Bank of America climbed 1.4 percent to $15.74 in early trading at 8:42 a.m. in New York.
Donofrio said the firm extended more consumer and commercial credit, with total loans and leases rising for the second straight quarter to $888 billion. That reversed a slide as the firm rids itself of troubled mortgages. Deposits increased by $50 billion from a year earlier to $1.16 trillion.
The activity benefited the consumer bank, where profit climbed 5.4 percent to $1.76 billion as revenue rose 1 percent to $7.83 billion on increases in card and mortgage income. That topped estimates of $7.66 billion from Wells Fargo & Co.’s Matt Burnell and $7.62 billion from Steven Chubak at Nomura Holdings Inc.

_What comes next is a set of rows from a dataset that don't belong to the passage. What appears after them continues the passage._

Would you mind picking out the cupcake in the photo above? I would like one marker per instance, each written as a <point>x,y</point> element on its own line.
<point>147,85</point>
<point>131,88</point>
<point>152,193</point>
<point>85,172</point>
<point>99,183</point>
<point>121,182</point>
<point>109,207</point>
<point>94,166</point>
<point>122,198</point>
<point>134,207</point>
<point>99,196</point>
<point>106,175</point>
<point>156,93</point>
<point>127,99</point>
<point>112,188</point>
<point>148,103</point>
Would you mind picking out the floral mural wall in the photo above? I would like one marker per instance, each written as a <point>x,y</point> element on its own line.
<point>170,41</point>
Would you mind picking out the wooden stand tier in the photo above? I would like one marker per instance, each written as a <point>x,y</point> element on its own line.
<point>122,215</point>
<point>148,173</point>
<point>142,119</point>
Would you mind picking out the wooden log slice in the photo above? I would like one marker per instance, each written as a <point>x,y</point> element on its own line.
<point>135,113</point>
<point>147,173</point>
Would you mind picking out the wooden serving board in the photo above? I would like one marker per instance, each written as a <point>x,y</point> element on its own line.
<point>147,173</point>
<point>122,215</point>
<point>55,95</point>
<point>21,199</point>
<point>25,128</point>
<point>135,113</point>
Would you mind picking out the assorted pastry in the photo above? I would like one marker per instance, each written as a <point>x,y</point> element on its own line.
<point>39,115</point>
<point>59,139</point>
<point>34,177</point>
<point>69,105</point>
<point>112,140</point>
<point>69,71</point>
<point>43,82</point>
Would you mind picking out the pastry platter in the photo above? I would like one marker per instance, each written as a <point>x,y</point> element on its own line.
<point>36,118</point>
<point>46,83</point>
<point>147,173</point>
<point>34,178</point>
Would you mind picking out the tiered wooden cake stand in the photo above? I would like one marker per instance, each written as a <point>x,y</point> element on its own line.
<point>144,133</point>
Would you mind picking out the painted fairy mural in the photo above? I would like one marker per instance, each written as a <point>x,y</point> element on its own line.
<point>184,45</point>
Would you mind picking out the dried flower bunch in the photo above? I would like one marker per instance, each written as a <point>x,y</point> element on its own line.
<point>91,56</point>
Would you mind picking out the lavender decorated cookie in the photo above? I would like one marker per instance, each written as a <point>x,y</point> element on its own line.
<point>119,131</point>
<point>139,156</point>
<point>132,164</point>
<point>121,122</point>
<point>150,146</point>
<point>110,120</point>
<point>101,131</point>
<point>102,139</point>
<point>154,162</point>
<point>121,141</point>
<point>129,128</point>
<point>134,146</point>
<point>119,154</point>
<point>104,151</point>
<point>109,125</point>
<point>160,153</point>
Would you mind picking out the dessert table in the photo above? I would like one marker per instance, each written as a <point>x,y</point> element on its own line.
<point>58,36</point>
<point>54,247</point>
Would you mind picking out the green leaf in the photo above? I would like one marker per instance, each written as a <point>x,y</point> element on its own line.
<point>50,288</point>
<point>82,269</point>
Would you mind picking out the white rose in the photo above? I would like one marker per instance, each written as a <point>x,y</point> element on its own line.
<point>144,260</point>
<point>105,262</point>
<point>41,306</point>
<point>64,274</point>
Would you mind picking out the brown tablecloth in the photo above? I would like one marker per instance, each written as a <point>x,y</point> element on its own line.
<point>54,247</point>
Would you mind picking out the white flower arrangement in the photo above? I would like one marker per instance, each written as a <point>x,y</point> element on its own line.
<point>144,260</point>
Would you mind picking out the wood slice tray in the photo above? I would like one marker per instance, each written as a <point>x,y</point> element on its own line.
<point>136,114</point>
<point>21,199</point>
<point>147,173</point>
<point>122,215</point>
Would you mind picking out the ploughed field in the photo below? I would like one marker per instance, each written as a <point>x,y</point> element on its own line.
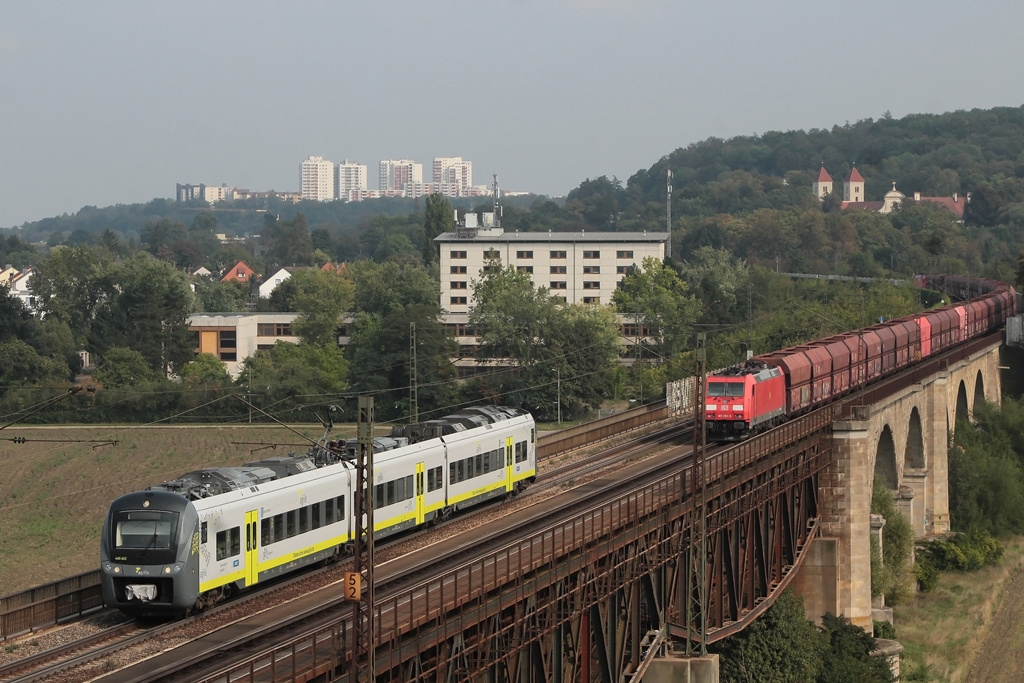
<point>55,487</point>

Global markets, the trading operations run by Chief Operating Officer Thomas Montag, posted profit that more than doubled to $1 billion from $371 million a year earlier because of lower litigation costs. Revenue slipped 5 percent to $3.76 billion, primarily because of a fixed-income drop. Bond-trading revenue declined 11 percent because of sluggishness in credit, while equities trading rose 12 percent on strength in derivatives, the bank said.
Moynihan cut about 200 trading and investment banking jobs at the end of the quarter after saying that trading revenue was headed for a drop of about 5 percent for the period.

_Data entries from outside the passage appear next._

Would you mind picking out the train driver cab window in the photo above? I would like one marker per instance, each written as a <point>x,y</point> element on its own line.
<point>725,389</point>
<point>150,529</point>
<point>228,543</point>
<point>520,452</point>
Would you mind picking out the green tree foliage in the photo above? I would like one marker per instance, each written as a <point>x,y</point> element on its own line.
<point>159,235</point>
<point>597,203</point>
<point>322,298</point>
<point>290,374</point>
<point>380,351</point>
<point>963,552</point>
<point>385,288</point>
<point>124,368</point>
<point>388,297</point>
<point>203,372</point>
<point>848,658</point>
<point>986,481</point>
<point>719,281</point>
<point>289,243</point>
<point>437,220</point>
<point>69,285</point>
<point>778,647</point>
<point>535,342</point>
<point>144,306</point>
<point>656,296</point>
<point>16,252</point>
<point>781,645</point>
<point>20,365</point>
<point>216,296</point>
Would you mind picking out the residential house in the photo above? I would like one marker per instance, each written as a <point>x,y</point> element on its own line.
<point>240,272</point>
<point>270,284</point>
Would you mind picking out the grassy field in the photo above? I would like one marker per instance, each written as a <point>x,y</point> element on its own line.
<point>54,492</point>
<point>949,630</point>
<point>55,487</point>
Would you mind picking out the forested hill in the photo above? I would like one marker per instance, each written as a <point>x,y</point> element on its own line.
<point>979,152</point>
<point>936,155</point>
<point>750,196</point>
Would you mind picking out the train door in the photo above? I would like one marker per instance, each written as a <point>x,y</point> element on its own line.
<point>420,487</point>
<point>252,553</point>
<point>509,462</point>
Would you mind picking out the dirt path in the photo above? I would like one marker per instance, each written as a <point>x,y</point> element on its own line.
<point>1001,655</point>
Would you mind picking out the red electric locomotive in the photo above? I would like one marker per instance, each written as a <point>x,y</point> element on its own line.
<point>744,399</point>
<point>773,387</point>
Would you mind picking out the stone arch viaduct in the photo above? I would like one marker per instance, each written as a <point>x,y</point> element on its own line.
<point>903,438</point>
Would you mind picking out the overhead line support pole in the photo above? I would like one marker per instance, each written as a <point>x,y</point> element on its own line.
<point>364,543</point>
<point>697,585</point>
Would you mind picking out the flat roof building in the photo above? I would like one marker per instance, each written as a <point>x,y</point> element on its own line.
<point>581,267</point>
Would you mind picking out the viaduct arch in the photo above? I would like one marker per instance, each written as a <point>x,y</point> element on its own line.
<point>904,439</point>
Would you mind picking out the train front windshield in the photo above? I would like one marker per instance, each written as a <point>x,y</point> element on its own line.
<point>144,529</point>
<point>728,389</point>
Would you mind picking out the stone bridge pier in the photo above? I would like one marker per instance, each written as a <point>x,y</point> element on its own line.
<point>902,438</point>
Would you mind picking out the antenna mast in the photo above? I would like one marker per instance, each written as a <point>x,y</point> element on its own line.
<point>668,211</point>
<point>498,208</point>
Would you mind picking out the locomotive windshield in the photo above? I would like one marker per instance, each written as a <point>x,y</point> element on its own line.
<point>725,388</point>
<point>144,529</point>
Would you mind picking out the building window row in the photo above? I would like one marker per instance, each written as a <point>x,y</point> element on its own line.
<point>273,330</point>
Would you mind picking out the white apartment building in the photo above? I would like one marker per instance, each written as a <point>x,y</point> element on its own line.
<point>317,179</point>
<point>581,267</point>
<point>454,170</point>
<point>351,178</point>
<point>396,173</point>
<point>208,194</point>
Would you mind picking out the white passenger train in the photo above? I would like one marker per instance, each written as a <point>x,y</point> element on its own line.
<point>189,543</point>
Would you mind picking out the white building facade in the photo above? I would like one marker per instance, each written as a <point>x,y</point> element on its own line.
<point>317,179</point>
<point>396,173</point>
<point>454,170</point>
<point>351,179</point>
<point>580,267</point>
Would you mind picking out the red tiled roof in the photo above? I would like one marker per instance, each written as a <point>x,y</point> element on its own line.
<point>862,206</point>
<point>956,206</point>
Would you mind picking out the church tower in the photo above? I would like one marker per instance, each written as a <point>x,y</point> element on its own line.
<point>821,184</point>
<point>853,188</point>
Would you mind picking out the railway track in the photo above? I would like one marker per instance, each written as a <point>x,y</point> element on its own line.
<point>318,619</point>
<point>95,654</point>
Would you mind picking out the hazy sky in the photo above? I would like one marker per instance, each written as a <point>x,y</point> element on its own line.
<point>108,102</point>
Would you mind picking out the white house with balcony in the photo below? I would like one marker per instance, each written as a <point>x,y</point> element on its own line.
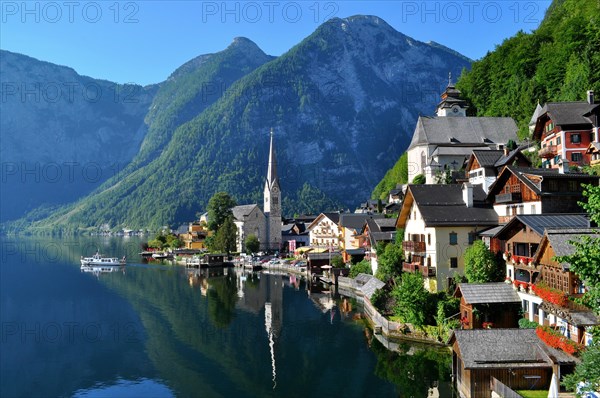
<point>440,222</point>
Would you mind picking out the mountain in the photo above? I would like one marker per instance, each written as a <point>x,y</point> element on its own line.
<point>62,134</point>
<point>342,103</point>
<point>556,62</point>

Net income at the global-banking unit fell 16 percent to $1.28 billion on lower underwriting fees.
For last year’s third quarter, Bank of America initially reported a surprise $168 million profit after $5.3 billion in charges for regulatory settlements. Three weeks later, the firm said foreign-exchange trading probes wiped out an additional $400 million, leaving Moynihan with his fifth quarterly loss as CEO.
Last month, Moynihan survived a battle to remove him as chairman, fending off critics including the biggest U.S. pension funds. A resolution allowing Moynihan to retain the two top jobs passed with about 63 percent of the votes. Pension funds and proxy advisers had argued that more independent oversight was needed for Moynihan, who’s nearing his sixth year as CEO, as the bank’s stock trails peers.

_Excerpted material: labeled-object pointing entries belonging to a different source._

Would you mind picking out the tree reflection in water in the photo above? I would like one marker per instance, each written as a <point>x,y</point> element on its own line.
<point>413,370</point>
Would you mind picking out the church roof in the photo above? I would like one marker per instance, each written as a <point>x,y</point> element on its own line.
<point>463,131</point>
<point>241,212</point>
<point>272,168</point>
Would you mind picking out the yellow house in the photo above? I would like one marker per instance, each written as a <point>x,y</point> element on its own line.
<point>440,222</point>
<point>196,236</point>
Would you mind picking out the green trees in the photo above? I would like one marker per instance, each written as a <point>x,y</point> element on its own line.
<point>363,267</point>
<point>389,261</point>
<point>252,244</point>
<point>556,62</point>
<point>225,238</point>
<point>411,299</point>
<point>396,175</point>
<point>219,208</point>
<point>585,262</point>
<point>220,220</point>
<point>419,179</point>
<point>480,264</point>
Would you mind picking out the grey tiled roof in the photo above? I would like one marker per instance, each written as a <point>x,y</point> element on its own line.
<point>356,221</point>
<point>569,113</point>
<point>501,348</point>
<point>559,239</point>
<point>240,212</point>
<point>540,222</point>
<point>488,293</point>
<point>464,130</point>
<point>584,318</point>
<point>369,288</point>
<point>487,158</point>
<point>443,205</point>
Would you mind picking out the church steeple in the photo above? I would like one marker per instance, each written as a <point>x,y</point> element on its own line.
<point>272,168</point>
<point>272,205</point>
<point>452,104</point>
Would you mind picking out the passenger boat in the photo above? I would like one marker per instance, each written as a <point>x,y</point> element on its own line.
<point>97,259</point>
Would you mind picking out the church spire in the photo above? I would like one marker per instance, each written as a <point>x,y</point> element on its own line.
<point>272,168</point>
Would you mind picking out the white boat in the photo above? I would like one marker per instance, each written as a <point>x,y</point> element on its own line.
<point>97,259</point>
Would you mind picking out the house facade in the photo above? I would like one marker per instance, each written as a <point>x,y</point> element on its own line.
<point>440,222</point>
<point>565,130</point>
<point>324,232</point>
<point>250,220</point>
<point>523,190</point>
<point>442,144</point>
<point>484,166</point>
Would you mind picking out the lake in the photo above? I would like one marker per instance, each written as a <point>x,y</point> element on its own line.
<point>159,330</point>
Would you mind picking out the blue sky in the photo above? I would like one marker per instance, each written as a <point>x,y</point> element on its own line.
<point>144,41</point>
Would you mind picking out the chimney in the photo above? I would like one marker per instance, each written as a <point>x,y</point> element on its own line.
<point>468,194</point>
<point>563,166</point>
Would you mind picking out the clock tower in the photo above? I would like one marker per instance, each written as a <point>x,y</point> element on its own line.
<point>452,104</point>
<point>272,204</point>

Wednesday’s results are the first for Donofrio, who took over for Bruce Thompson in August. Donofrio was promoted in a broad shakeup that included making Terry Laughlin head of the bank’s wealth-management division as David Darnell retires and naming human resources head Andrea Smith the firm’s chief administrative officer. Bank of America is also looking for a replacement for General Counsel Gary Lynch, who was named vice chairman in July.
Wells Fargo, the world’s biggest bank by market value, posted profit Wednesday that beat analysts’ estimates on gains in interest income from asset purchases and new loans. JPMorgan Chase & Co., the largest U.S. bank, posted third-quarter earnings Tuesday that missed analysts’ estimates as a slump in trading and mortgage banking drove revenue lower.